I'm basing this prediction on the assumption that, while Saddam is basically a crazy bugger who is prepared to kill his own population to get his political way, he's not a completely stupid bugger who's prepared to risk killing most of his own army on the slim chance that it might win him the war. The only weapons of etc in his arsenal that are of any account on the battle field are the chemical weapons - biological weapons aren't an effective tactical weapon - by the time your enemy has come down with a bad case of anthrax, he's still had time to shoot the shit out of quite a few of your own troops. he's also had time to figure out that, as he may basically be dead anyway, he might as well make the best of the little time he has remaining to do just that.
As far as I know, the only chemical weapon that was ever employed on the battle field was phosgene gas in World War I. Its use was quickly abandoned: all it took was a wind shift for the stuff to start killing your own troops, rather than the other side's. If (as Cassandra remarks) "Even in the pre TV age, and with armies from societies where dissent was irrelevant, it was military stupidity to risk harming those willing to accept you as a liberator," it's a more obvious military stupidity to risk harming those who are fighting on your side.

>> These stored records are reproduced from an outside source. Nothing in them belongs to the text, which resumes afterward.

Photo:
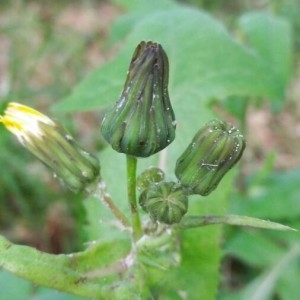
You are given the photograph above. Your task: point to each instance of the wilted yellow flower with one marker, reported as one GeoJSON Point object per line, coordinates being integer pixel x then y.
{"type": "Point", "coordinates": [49, 142]}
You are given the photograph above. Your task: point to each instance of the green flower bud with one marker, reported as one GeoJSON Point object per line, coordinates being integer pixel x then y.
{"type": "Point", "coordinates": [149, 176]}
{"type": "Point", "coordinates": [213, 151]}
{"type": "Point", "coordinates": [165, 202]}
{"type": "Point", "coordinates": [50, 143]}
{"type": "Point", "coordinates": [142, 122]}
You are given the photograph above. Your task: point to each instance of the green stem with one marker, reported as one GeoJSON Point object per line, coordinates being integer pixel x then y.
{"type": "Point", "coordinates": [105, 198]}
{"type": "Point", "coordinates": [131, 190]}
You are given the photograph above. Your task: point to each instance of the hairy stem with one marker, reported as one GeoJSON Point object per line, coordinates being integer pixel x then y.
{"type": "Point", "coordinates": [101, 193]}
{"type": "Point", "coordinates": [131, 190]}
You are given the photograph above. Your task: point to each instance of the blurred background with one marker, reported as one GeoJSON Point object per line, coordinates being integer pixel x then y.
{"type": "Point", "coordinates": [47, 47]}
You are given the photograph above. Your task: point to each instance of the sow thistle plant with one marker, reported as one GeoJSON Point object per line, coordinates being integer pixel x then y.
{"type": "Point", "coordinates": [140, 124]}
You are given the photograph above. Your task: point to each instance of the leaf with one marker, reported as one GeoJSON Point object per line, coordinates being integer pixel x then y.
{"type": "Point", "coordinates": [254, 248]}
{"type": "Point", "coordinates": [199, 221]}
{"type": "Point", "coordinates": [208, 65]}
{"type": "Point", "coordinates": [271, 38]}
{"type": "Point", "coordinates": [276, 197]}
{"type": "Point", "coordinates": [64, 272]}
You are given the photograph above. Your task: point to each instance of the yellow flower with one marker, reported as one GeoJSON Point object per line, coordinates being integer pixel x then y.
{"type": "Point", "coordinates": [50, 143]}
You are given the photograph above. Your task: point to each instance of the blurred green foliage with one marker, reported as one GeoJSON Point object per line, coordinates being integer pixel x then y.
{"type": "Point", "coordinates": [252, 63]}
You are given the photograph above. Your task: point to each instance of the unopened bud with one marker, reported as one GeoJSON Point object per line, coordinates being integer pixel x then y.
{"type": "Point", "coordinates": [213, 151]}
{"type": "Point", "coordinates": [165, 202]}
{"type": "Point", "coordinates": [50, 143]}
{"type": "Point", "coordinates": [142, 122]}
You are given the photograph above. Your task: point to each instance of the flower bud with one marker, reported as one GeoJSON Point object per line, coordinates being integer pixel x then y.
{"type": "Point", "coordinates": [50, 143]}
{"type": "Point", "coordinates": [149, 176]}
{"type": "Point", "coordinates": [142, 122]}
{"type": "Point", "coordinates": [213, 151]}
{"type": "Point", "coordinates": [165, 202]}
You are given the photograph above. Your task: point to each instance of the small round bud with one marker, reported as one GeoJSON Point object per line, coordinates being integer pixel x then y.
{"type": "Point", "coordinates": [165, 202]}
{"type": "Point", "coordinates": [213, 151]}
{"type": "Point", "coordinates": [149, 176]}
{"type": "Point", "coordinates": [142, 122]}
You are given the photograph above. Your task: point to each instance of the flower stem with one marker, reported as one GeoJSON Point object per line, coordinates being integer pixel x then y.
{"type": "Point", "coordinates": [101, 193]}
{"type": "Point", "coordinates": [131, 190]}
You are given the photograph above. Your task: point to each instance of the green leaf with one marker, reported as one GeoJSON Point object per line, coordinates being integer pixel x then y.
{"type": "Point", "coordinates": [70, 273]}
{"type": "Point", "coordinates": [271, 38]}
{"type": "Point", "coordinates": [254, 248]}
{"type": "Point", "coordinates": [275, 197]}
{"type": "Point", "coordinates": [209, 65]}
{"type": "Point", "coordinates": [199, 221]}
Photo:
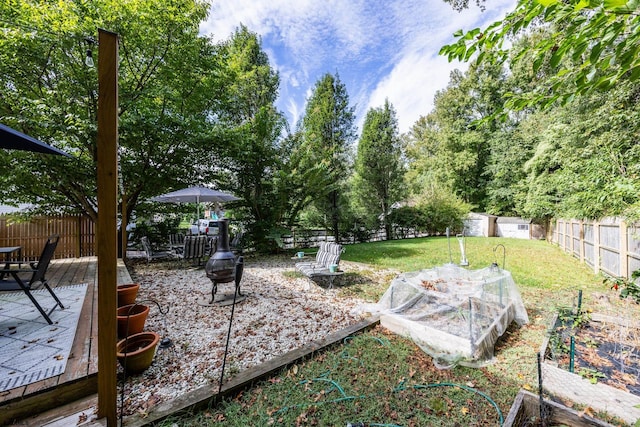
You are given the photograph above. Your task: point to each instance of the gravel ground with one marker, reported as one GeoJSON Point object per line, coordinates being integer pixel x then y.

The obvious question is, given that chemical and biological weapons are basically useless as weapons of war, why did Saddam set so much store by acquiring them? One obvious answer, borne out by history, is to terrorise his own population. The other, outward looking, reason is deterrence. On this score, John Howard's prediction (?) that a war on Iraq would send a message to other "rogue states" may been borne out: if Iraq is liberated (or conquered, depending on your political bias) without Saddam resorting to the use of chemical weapons, these weapons will be discredited as effective deterrents to enemy attack. I wouldn't be too triumphant about this: as Rob Schaap has remarked the whole exercise may just reinforce the conventional wisdom, known to serious players of regional conflict since the 1960s, that, really, you have to have nukes.